Para cada mulher, uma linda flor a seu gosto, um obrigado e uma prece! E que a luta continue!…
Vivemos o dia, o primeiro dia de luto nacional pelas vítimas da violência doméstica que a todos envergonha e faz sofrer. Também no Parlamento se fez um minuto de silêncio e houve um voto de pesar pelas vítimas. E falou-se, falou-se com unanimidade, pedindo tolerância zero, respostas mais eficazes e cabais, mais medidas dos poderes públicos, mudança de cultura e muito mais se disse apontando para um futuro mais atento e exigente, sem que haja qualquer espécie de contemplação para com os agressores. Por outros lugares e instâncias também se falou e tomaram iniciativas várias. E bem, foi bom! 

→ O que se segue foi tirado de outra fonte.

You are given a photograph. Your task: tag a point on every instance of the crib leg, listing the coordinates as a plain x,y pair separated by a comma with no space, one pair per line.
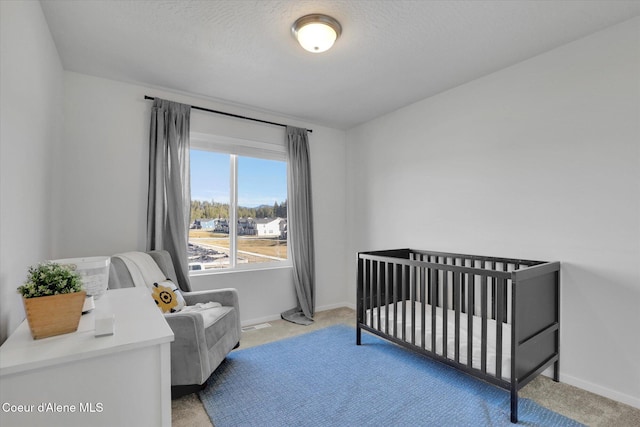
514,405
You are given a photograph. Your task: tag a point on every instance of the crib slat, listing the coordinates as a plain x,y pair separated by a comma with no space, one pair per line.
423,272
379,291
371,282
470,312
445,300
412,280
387,290
499,315
434,286
404,305
483,346
395,300
456,305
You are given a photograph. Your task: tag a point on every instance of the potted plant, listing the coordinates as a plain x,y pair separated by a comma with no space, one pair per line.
53,299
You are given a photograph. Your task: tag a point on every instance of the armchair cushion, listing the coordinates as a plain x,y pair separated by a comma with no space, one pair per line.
203,337
167,296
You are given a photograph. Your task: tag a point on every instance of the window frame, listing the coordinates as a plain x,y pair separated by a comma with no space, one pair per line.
238,147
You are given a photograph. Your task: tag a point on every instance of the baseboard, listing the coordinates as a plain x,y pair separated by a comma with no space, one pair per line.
602,391
273,317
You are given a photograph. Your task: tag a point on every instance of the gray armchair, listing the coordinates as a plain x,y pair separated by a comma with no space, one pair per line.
202,338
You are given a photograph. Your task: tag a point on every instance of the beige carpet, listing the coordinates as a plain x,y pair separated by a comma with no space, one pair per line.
582,406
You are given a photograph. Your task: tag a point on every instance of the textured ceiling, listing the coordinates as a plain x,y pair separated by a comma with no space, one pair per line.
391,53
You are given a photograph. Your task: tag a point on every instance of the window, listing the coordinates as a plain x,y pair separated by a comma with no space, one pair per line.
238,208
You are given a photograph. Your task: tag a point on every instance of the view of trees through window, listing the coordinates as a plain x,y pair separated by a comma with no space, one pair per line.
238,211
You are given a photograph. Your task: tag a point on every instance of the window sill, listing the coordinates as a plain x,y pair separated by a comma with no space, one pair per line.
244,269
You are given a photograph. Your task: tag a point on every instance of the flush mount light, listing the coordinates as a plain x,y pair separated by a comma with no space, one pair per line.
316,33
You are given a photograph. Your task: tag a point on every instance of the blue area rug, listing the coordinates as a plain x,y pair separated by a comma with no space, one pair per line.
324,379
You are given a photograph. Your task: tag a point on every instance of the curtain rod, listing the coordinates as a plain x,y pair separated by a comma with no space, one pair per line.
231,115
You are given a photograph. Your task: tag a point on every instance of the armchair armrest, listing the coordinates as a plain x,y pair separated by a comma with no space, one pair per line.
228,297
188,330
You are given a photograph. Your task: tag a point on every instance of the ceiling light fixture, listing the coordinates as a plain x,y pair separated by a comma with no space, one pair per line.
316,33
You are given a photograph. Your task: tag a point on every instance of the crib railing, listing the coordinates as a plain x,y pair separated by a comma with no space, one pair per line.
457,284
520,296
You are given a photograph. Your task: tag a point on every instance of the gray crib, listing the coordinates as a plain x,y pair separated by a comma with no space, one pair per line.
497,319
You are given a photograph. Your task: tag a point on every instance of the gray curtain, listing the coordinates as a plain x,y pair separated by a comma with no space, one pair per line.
300,226
169,204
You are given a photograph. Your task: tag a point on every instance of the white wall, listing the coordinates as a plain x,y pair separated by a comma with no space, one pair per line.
101,183
541,161
30,128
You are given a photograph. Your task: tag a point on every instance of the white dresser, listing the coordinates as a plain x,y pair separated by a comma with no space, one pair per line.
78,379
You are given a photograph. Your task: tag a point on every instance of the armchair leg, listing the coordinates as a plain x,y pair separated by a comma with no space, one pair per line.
182,390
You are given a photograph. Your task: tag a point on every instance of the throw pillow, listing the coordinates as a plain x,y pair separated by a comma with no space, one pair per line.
167,296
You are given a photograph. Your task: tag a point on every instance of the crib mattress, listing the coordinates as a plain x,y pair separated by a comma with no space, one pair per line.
395,329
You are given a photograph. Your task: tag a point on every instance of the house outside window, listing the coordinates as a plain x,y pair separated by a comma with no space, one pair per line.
238,205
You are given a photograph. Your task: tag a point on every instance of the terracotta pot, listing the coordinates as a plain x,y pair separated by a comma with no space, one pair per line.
54,314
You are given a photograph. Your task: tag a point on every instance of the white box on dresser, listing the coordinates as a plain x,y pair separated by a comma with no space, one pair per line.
78,379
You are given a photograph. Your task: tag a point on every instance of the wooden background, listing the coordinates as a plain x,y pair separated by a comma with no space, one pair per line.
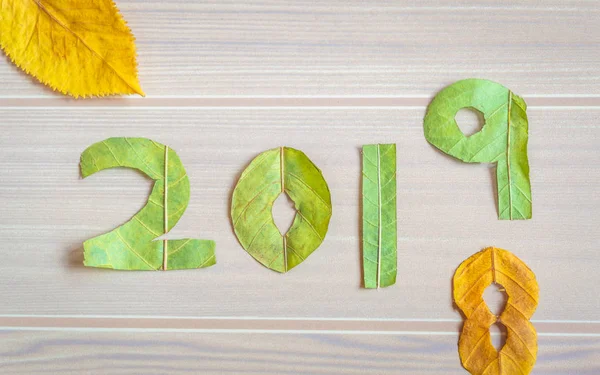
228,79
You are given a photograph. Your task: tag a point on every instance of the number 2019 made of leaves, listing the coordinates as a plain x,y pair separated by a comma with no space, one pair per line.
132,246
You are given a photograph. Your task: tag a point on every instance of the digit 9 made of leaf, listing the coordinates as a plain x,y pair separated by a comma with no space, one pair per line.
278,171
502,140
132,246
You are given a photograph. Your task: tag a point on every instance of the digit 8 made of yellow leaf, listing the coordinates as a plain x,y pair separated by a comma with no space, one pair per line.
473,276
80,48
288,171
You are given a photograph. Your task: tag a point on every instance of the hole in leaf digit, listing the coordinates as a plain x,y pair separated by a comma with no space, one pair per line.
469,120
484,345
271,173
502,140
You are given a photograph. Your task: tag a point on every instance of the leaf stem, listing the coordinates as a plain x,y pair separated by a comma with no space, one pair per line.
379,216
284,236
166,216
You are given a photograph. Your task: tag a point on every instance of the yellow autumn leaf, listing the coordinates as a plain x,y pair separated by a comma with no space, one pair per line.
78,47
473,276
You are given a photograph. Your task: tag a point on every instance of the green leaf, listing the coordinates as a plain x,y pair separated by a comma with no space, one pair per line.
379,215
502,140
131,246
277,171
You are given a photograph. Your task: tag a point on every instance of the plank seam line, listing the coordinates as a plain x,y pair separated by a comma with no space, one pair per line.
274,102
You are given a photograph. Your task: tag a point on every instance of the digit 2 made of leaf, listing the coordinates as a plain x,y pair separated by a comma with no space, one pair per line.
472,277
278,171
379,230
78,47
502,140
132,246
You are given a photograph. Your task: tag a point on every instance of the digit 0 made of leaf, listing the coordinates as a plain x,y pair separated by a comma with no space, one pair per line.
472,277
278,171
502,140
132,246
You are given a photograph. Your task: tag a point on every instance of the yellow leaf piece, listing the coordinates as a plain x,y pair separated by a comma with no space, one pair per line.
473,276
78,47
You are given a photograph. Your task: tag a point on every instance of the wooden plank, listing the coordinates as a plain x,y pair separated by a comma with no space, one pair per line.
348,48
446,212
255,353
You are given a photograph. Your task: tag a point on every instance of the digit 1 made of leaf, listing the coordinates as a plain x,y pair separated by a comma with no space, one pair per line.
379,215
472,277
282,170
132,246
502,140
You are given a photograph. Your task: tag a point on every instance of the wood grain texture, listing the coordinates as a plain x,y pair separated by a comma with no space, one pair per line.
446,212
227,80
258,354
349,48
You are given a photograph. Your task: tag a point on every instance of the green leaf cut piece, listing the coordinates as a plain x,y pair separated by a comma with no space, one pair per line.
132,246
379,224
277,171
502,140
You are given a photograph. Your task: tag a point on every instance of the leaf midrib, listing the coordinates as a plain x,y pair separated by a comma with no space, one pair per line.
45,10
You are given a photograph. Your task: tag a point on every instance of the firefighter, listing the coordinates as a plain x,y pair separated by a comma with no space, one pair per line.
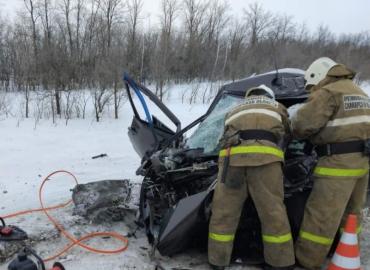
250,164
336,119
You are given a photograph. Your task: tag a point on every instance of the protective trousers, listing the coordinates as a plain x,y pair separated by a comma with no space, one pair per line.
327,208
265,186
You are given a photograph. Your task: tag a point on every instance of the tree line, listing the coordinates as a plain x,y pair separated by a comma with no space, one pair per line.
62,45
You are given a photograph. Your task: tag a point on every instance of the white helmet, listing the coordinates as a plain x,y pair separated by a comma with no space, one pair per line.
318,70
262,87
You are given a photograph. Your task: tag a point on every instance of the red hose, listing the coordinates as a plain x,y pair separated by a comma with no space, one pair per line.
73,241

A Comissão Nacional Justiça e Paz, na sua Nota do passado mês de fevereiro, referia que apesar de vivermos num Estado de Direito dotado de amplo quadro legal, apesar de o Estado dispor de instituições apetrechadas com recursos humanos capazes, apesar de vivermos numa sociedade com níveis de escolaridade sem paralelo, apesar de tantas vítimas e sofrimento, a tragédia persiste, insinuando que o quadro legal não é suficiente, que as instituições não funcionam articuladamente, que os conhecimentos e a informação não produz a necessária alteração de comportamentos. De facto, escreve a Comissão Nacional Justiça e Paz, de facto, não há “quadros legais perfeitos e as leis carecem sempre de ser melhoradas, mas têm que ser cumpridas. Não há políticas públicas suficientemente abrangentes, mas as que estão definidas têm que ser executadas e consolidadas. Não há sistemas completos, mas os que existem têm que funcionar de forma articulada e consistente. Não há responsabilidades exclusivas, mas responsabilidades partilhadas por todos os decisores numa imensa hierarquia das estruturas de intervenção. Mas também, na vivência concreta do dia-a-dia, há responsabilidades partilhadas por todos nós, cidadãos conscientes da sua pertença coletiva”.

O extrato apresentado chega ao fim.